The labour market remains strong with unemployment remaining close to record lows and wages rising at record pace.
Stats NZ reported unemployment unchanged at 3.4 percent, but with the growth in the number wanting work matched by the number of jobs available.
Private sector wages measured by the labour cost index rose a record 4.5 percent for the year ended March, while another measure using hourly pay rates beat inflation, rising 7.8 percent.
"Unemployment and underutilisation rates ... have been sitting at or near record lows for more than a year," Stats NZ senior manager Becky Collett said.
About 23,000 jobs were added in the March quarter, while the underutilisation rate, which measured those seeking a job or wanting to work more, fell to 9 percent in the previous quarter.
The participation rate, the proportion of working age people in the workforce, set a new record, as did the number of women in employment.
A notable feature was the growth in the number of women working, which hit a record high.
Westpac senior economist Michael Gordon said the data showed a still tight labour market, but one possibly close to peaking.
"The labour market is tight, albeit past its hottest point, and it isn't deteriorating in any meaningful way yet."

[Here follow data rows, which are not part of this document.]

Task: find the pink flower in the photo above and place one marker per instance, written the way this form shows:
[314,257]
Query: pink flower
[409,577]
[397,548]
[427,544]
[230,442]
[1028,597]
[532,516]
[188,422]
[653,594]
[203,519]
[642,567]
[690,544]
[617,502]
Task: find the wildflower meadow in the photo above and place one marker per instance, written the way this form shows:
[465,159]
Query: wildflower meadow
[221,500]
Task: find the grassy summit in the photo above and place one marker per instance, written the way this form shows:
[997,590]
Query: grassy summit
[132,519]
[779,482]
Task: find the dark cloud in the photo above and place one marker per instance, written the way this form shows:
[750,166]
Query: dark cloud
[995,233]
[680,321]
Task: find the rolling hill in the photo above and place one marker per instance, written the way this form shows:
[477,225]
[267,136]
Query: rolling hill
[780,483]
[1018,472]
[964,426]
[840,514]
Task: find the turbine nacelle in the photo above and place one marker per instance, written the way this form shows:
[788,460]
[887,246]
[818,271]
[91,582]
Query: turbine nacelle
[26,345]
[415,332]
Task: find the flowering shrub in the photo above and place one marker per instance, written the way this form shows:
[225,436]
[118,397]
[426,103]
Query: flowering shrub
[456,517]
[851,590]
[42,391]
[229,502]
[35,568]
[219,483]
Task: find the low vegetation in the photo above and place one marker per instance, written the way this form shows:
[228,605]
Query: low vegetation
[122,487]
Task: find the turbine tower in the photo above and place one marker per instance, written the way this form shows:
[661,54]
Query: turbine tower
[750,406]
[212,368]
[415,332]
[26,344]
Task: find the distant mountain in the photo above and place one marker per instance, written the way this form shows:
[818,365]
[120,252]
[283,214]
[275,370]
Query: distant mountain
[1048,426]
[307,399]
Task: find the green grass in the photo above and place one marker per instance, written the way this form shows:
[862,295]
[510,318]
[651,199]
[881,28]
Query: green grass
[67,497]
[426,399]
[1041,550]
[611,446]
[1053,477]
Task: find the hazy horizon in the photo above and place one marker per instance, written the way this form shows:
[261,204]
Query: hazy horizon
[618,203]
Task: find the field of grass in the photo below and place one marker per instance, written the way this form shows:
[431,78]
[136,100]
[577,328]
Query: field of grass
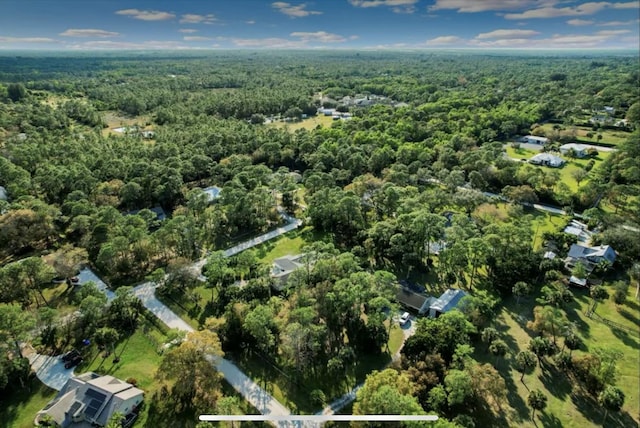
[609,137]
[19,409]
[568,405]
[308,124]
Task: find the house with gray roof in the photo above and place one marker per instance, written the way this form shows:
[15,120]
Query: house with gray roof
[417,302]
[446,302]
[283,267]
[589,256]
[547,159]
[92,399]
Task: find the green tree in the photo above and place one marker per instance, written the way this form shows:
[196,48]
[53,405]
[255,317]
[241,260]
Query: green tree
[458,386]
[537,401]
[498,348]
[15,325]
[612,399]
[386,393]
[525,360]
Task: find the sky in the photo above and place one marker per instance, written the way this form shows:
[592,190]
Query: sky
[319,24]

The labour market is usually one of the last parts of the economy to slow down.
Kiwibank chief economist Jarrod Kerr said high employment and wages were inflationary, and both would likely cool in the coming months.
He expected the rate of unemployment would rise until next year, in line with the Reserve Bank's efforts to cool inflation.

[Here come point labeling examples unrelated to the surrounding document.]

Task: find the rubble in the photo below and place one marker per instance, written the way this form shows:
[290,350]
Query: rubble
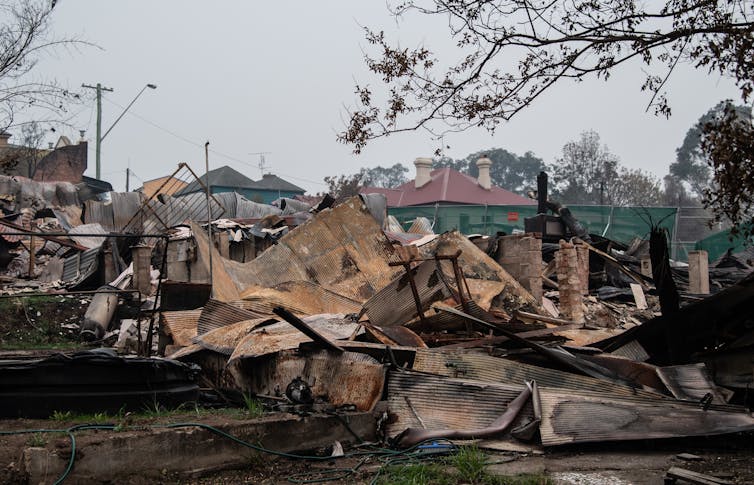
[335,307]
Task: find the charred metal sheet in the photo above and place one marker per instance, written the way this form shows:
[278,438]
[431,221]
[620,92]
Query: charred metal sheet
[283,336]
[395,303]
[342,249]
[88,241]
[576,417]
[690,382]
[347,378]
[482,367]
[306,329]
[180,325]
[632,350]
[125,205]
[433,402]
[301,297]
[92,381]
[81,266]
[182,295]
[217,314]
[225,339]
[414,436]
[96,212]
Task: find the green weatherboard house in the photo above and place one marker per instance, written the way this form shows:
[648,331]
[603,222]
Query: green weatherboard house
[226,179]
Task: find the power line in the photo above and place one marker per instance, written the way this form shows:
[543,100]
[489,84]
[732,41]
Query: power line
[199,145]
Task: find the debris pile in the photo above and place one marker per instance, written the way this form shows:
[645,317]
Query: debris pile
[520,341]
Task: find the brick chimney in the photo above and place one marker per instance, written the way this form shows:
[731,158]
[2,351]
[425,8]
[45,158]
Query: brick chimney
[423,167]
[484,164]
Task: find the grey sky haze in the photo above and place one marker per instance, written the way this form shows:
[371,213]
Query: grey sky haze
[276,77]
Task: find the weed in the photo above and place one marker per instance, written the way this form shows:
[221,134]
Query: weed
[470,463]
[61,416]
[37,440]
[254,408]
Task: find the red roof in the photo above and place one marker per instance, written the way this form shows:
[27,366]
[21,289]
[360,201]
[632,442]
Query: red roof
[448,186]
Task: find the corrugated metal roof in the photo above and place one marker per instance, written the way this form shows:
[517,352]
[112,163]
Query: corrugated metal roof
[577,417]
[478,366]
[80,266]
[346,378]
[216,314]
[300,297]
[434,402]
[342,249]
[284,336]
[395,304]
[181,325]
[88,241]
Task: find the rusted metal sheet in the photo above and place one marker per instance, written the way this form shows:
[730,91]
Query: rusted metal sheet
[180,325]
[283,336]
[217,314]
[395,303]
[691,382]
[434,402]
[306,329]
[301,297]
[342,249]
[347,378]
[88,241]
[482,367]
[576,417]
[225,339]
[99,213]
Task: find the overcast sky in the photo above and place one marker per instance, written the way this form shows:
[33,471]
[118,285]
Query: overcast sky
[276,77]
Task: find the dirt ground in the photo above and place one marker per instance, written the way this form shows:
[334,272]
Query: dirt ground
[729,457]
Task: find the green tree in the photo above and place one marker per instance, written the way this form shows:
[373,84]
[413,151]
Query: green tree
[585,173]
[509,171]
[509,52]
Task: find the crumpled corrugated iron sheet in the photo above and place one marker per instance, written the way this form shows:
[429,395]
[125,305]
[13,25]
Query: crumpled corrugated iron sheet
[483,274]
[125,205]
[583,417]
[395,304]
[421,225]
[88,241]
[481,367]
[225,339]
[216,314]
[181,325]
[99,212]
[347,378]
[300,297]
[239,207]
[342,249]
[284,336]
[27,193]
[690,382]
[80,266]
[433,402]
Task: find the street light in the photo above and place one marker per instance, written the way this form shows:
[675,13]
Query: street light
[99,88]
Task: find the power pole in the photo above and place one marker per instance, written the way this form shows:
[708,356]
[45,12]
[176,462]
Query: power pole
[99,88]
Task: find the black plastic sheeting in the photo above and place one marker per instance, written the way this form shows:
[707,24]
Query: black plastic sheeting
[93,381]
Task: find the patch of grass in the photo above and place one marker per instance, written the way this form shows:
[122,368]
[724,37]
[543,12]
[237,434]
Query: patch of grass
[467,466]
[254,408]
[37,440]
[416,474]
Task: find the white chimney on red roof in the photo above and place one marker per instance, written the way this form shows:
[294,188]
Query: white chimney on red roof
[484,164]
[423,168]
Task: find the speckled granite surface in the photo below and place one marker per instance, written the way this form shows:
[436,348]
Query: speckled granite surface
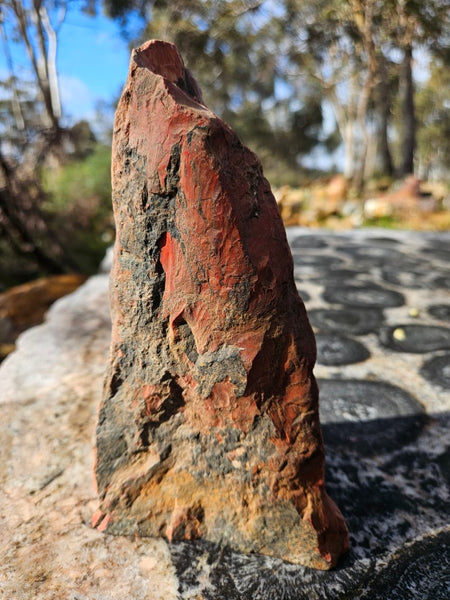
[380,306]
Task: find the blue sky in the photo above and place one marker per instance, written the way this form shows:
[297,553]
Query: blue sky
[92,63]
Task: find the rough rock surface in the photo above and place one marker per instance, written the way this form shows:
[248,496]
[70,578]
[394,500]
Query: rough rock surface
[391,449]
[209,427]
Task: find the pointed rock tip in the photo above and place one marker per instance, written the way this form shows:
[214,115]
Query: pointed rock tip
[162,58]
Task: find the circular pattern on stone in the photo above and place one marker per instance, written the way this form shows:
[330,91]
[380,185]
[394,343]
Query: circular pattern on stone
[415,339]
[368,416]
[334,350]
[309,241]
[325,261]
[442,282]
[440,311]
[370,296]
[368,253]
[354,321]
[410,278]
[418,571]
[439,251]
[437,370]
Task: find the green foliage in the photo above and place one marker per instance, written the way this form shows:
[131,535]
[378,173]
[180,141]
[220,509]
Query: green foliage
[433,101]
[78,205]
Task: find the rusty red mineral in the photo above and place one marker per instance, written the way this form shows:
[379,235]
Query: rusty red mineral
[209,423]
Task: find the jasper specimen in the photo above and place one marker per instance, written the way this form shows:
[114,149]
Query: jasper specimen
[209,424]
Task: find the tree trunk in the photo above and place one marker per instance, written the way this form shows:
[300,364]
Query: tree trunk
[383,99]
[408,113]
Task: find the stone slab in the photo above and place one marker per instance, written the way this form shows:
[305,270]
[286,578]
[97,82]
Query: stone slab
[396,498]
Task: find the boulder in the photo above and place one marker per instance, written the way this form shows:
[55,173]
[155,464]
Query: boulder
[24,306]
[209,423]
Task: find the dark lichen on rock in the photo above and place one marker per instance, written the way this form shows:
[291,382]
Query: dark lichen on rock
[209,423]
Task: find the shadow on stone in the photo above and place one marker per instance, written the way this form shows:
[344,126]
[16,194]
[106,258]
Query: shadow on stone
[383,499]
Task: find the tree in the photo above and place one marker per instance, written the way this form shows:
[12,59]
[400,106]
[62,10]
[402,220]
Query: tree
[30,127]
[433,140]
[233,48]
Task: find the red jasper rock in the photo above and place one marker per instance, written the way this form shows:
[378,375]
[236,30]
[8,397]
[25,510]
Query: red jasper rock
[209,425]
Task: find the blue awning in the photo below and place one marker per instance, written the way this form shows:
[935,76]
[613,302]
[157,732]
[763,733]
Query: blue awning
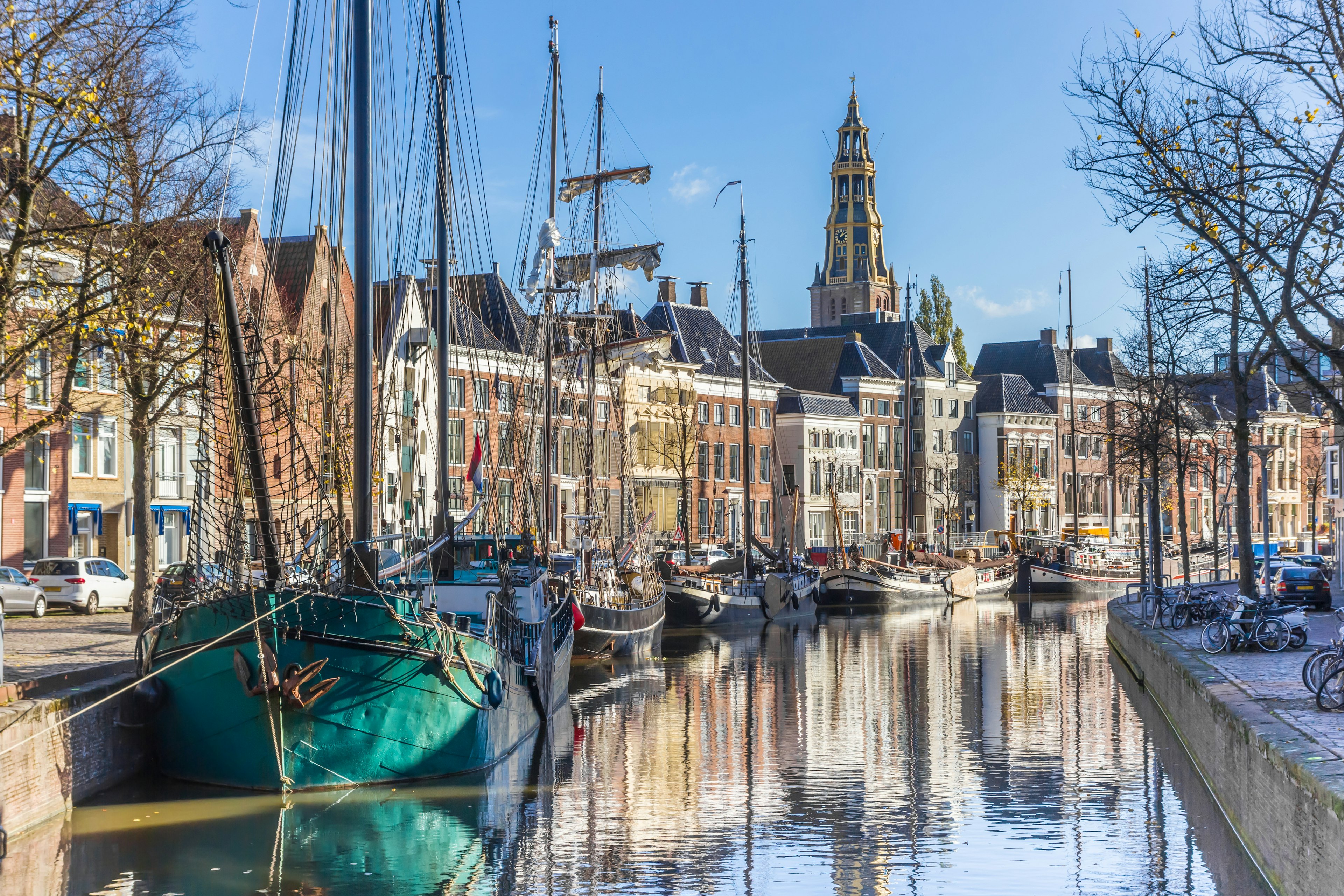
[76,510]
[158,510]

ANZ economists said the numbers should not unduly worry the Reserve Bank but would not stop another rate rise.
"Taken together with the weaker-than-expected Q1 CPI (inflation) print, starting point surprises at the upcoming May MPS [monetary policy statement] certainly aren't one-way traffic," the economists said in a note.
"We maintain our expectation for just one further 25 basis point official cash rate hike. Looking forward, we expect labour market pressures to ease over the rest of the year and into 2024 as labour demand continues to soften and labour supply via migration recovers."